Die innovative Druck-Aerosol-Chemotherapie (PIPAC) verspricht Patient:innen mit Bauchfellkrebs einen innovativen Behandlungsansatz und mehr Lebensqualität. Noch befindet sich die Methode in der Testphase, allerdings mit vielversprechenden Ergebnissen. Erfahren Sie dazu mehr.

Aggressive Tumorform ohne Symptome

Die niederschmetternde Diagnose Bauchfellkrebs trifft Patient:innen oft plötzlich, ohne vorherige Anzeichen von Krankheitssymptomen und ohne große Vorwarnung. „Leider ist die Prognose bei dieser Krankheit dann sehr schlecht. Die meisten Patienten sterben derzeit innerhalb von sechs Monaten nach der Diagnose“, sagt Prof. Dr. med. Martin Strik, Chefarzt der Allgemein-, Viszeral- und Onkologischen Chirurgie im Helios Klinikum Berlin-Buch.

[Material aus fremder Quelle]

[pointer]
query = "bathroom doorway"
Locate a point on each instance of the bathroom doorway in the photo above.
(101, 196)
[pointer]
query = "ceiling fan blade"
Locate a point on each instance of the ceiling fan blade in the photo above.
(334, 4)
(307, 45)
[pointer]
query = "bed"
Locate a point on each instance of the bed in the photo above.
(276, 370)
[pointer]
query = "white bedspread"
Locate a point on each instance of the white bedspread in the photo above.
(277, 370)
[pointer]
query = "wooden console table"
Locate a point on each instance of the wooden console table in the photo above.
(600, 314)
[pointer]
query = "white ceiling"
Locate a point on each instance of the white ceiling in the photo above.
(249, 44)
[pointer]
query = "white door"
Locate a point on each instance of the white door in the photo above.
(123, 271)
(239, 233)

Bauchfellkrebs (Peritonealkarzinose) ist eine besonders aggressive Tumorform. Jedes Jahr erkranken in Deutschland rund 20.000 Patient:innen. Die Standardbehandlung ist eine intravenöse Chemotherapie. Dabei gelangen die Medikamente meistens aber nur ungenügend in den Tumor. Dementsprechend sind die Therapieergebnisse und die Lebensqualität für die Betroffenen oft unbefriedigend.

 

PIPAC wirkt besser als herkömmliche Chemotherapie

Eine Therapie mittels Druck-Aerosol-Chemotherapie (PIPAC) verspricht bessere Ergebnisse. Die Behandlung dauert rund eineinhalb Stunden. Mit Druck wird ein medikamentenhaltiges Aerosol in einer Schlüssellochoperation direkt in die Bauchhöhle am Tumorfeld eingebracht. Dort hat es eine wesentlich bessere Wirkung am Tumor als die herkömmliche Chemotherapie - und das mit einem Zehntel der üblichen Medikamentendosis.

Die Patient:innen müssen nur circa drei Tage im Krankenhaus verbringen. PIPAC ist für die Erkrankten sehr gut verträglich und hat deutlich weniger Nebenwirkungen als eine herkömmliche Chemotherapie. Damit können nicht nur Symptome gelindert, sondern auch der Tumor zurückdrängt werden. Das verbessert die Lebensqualität der Betroffenen.

Hinweis der Redaktion: Die im Zitat gewählte männliche Form bezieht sich immer auch auf weibliche und diverse Personen, die ausdrücklich mitgemeint sind.